To address this, phrase-structure rules are used that break down phrases into smaller phrases, such as noun phrases and prepositional phrases, and ultimately into words. However, given that most words are open to multiple interpretation, it can be computationally expensive deciding the role of each word and phrase. Often recourse is made to rule-based techniques to decide.

Other kinds of ambiguity surround issues of co-ordination in a sentence and between sentences. For example, and can connect a wide variety of phrases, and deciding what it is connecting can be difficult to determine. Similarly resolving what each pronoun refers to can be difficult particularly between sentences. Again, rule-based techniques can be used to resolve these.

However, syntactic and simple semantic rules are not always sufficient to resolve ambiguities, and deeper domain knowledge is required. For example, in trials on a Latin American terrorism corpus, some systems incorporated a database containing statistics on how many terrorist kidnaps had occurred in which countries. When it was unclear by syntactic structure in which of two countries the abduction had occurred, the system would consult the database. It would make a decision based on the available statistics on which was the more likely place of kidnap.

Use of semantic knowledge becomes even more important when taking the parsed text and trying to complete the template. Consider the verb closed in the following two sentences: On Friday, Acme Bank closed early for the holidays; and On Friday, Acme Bank closed a new flexible working deal with the key banking unions. The sense of the two occurrences of the verb are similar but should result in quite different instantiated templates. Part of the process of deciding which templates to complete depends on resolving the ambiguity surrounding words such as the main verb. Again rule-based techniques can be used to reason with the context, to decide what information to extract and how.

Box 3: Orchestrating information extraction products.

Whilst much of the underlying technology for information extraction has eminated from university research, commerical R&D projects have produced substantial prototype systems. One of the commercial ventures that has been spun out of this work is Cymfony (www.cymfony.com), based in Buffalo, in upstate New York, which is developing tools for implementing information extraction systems for clients. Other US-based companies with similar technology in development include GTE Labs (www.gte.com), AT&T Labs (www.research.att.com), and MITRE (www.mitre.org).
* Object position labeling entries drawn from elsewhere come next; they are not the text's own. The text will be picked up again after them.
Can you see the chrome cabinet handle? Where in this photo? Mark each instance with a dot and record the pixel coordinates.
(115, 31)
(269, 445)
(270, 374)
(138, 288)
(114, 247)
Box 4: What is the value for knowledge management?

Information extraction is a new technology waiting to be exploited. The potential for fruitful applications in knowledge management seems enourmous. Vast amounts of textual information in emails, text databases, and word documents is potentially amenable to this approach.

Consider how numerous organizations are setting up topic-based email groups for exchanging information and experiences. For example, one of the major photocopier manufacturers set up one for use by their services engineers. In this company, there are many different models containing complex and expensive components, and these models come to market with short lead-times, often without service engineers getting the opportunity to see them before they are installed on client sites. Furthermore, there is signficant pressure on the service engineers to minimize downtime. This creates a situation where service engineers are constantly having to catch up with developments, and is an application where the email exchanges have proved very useful. However, with information extraction techniques the repository of emails could become even more useful, allowing for better quering and consolidation of the knowledge.

The key characteristics of an application that is likely to benefit from information extraction technology is one where the is a substantial number of relatively short text documents or messages that are written on a relatively narrow domain with a relatively limited vocabulary, and with a relatively constrained phraseology. A typical example is news reports on mergers and acquisitions obtained from news wires. Other applications range from handling medical records to handling political news reports.